Cada paso que ha dado Fatima Bosch hacia la cima de Miss Universo ha estado acompañado de alguna bronca. Pero la madeja de polémicas, malentendidos y acusaciones ha ido creciendo a toda velocidad hasta pasar de lo kitsch al crimen organizado. En el centro de la diana está el presidente del certamen, Raúl Rocha. En menos de una semana desde que se falló el premio, el empresario ha recibido un aluvión de críticas por trato de favor, ha reconocido tener un contrato millonario con Pemex, donde es directivo el padre de la ganadora mexicana. Y este miércoles, se ha destapado además que tiene una orden de detención acusado de liderar una red de tráfico de drogas, armas y combustible en la frontera entre México y Guatemala, en la que, según los documentos judiciales a los que ha tenido acceso este diario, están involucrados también policías y funcionarios de la propia Fiscalía General de la Republica (FGR).
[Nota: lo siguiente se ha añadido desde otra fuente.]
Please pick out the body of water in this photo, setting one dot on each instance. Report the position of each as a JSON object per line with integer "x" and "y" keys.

El rocambolesco caso ha llegado incluso a Palacio Nacional. La presidenta, Claudia Sheimbaum, empezó defendiendo la victoria de Bosch ante las críticas de supuestos amaños y celebrando el discurso con guiños feministas de la ganadora. Pero a medida que la bola de nieve ha ido creciendo, la mandataria ha moderado su entusiasmo y ha pedido a la FGR que aclare la situación.
El viernes pasado, Bosch agradecía emocionada el premio con su corona plateada y su vestido de lentejuelas rojas y doradas. Un guiño, dijo la ganadora, al “maíz, el oro de México”. Las críticas por tratos de favor hacia Bosch, proveniente de una familia acomodada del sur de México con influencia en el mundo político y económico, venían de atrás. En septiembre, durante el certamen que la coronó como la candidata de México a Miss Universo, 27 de las 31 concursantes abandonaron el escenario durante la entrega de su corona.
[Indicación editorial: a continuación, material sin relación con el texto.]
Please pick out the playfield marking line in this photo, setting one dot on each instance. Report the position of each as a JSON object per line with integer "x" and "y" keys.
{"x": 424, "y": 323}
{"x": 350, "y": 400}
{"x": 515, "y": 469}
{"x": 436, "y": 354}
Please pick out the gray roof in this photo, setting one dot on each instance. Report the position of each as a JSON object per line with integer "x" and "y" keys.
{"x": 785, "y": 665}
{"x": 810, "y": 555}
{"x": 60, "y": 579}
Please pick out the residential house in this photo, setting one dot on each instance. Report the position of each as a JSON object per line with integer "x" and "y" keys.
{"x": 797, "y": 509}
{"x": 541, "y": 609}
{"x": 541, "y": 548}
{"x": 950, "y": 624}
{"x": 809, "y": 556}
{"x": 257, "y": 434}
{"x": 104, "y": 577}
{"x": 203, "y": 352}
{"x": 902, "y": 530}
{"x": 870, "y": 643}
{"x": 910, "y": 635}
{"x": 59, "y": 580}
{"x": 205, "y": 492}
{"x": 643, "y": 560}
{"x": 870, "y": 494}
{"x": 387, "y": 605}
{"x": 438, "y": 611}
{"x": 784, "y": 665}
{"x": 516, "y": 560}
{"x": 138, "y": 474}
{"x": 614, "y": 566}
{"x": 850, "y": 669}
Ya en Tailandia, sede del premio mundial, volvió la polémica. El organizador local increpó a la mexicana porque no había subido a sus redes sociales contenido de Tailandia. Bosch respondió: “Me llamó tonta. Es inaceptable. Somos mujeres empoderadas, nadie puede callar nuestra voz”. El día antes de confirmarse su victoria, dos de los ocho miembros del jurado decidieron renunciar. Uno de ellos, el músico francolibanés Omar Harfouch dijo en la red social Instagram que se había formado un jurado improvisado para seleccionar a las 30 finalistas de entre los 120 países participantes. “Son personas con un importante conflicto de intereses”.

A medida que avanzaba la semana, el guion se iba enredando cada vez más. Las acusaciones contra Rocha entraron en una nueva fase al revelarse que una de sus empresas tiene un contrato con Pemex por casi 750 millones de pesos con Pemex. Y que el padre de la Miss Mundo, Bernardo Bosch, lleva trabajando como directivo en la petrolera estatal mexicana desde hace casi tres décadas.
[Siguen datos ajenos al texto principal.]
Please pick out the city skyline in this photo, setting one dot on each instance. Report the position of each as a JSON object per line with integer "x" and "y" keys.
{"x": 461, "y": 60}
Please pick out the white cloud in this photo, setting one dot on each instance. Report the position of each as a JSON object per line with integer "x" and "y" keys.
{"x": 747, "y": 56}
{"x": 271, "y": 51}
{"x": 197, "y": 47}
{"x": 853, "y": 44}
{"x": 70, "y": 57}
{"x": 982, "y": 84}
Rocha, dueño de un conglomerado empresarial que incluye desde los casinos a la distribución de combustible, reconoció el contrato. Pero se defendió con el argumento de que lo había firmado en 2023, un año antes de que se convirtiera en el dueño del certamen de belleza a través de su empresa Legacy Holding Group, que se hizo con el 50% de la Organización Miss Universo por 16 millones de dólares. Para rizar más el rizo, Pemex felicitó públicamente a la ganadora. Para después negar cualquier vinculación y justificar que la felicitación “se realizó en el marco del entusiasmo popular por su triunfo”.
‘La fiscal’ y ‘El Comandante’
La orden de detención contra Rocha por crimen organizado es, por ahora, el broche a una semana de vértigo que amenaza con seguir creciendo. Un juez federal de Querétaro ha emitido una orden de aprehensión, a la que ha tenido acceso este periódico, a solicitud de la Fiscalía Especializada en Materia de Delincuencia Organizada (FEMDO), que comenzó a investigar al empresario en 2024. En concreto, se le acusa de formar parte de una red dedicada al contrabando de hidrocarburos, armas y drogas que ingresaban a México desde Guatemala en lanchas por el río Usumacinta, la frontera natural entre ambos países, y posteriormente eran trasladados en pipas desde Chiapas y Tabasco hacia Querétaro.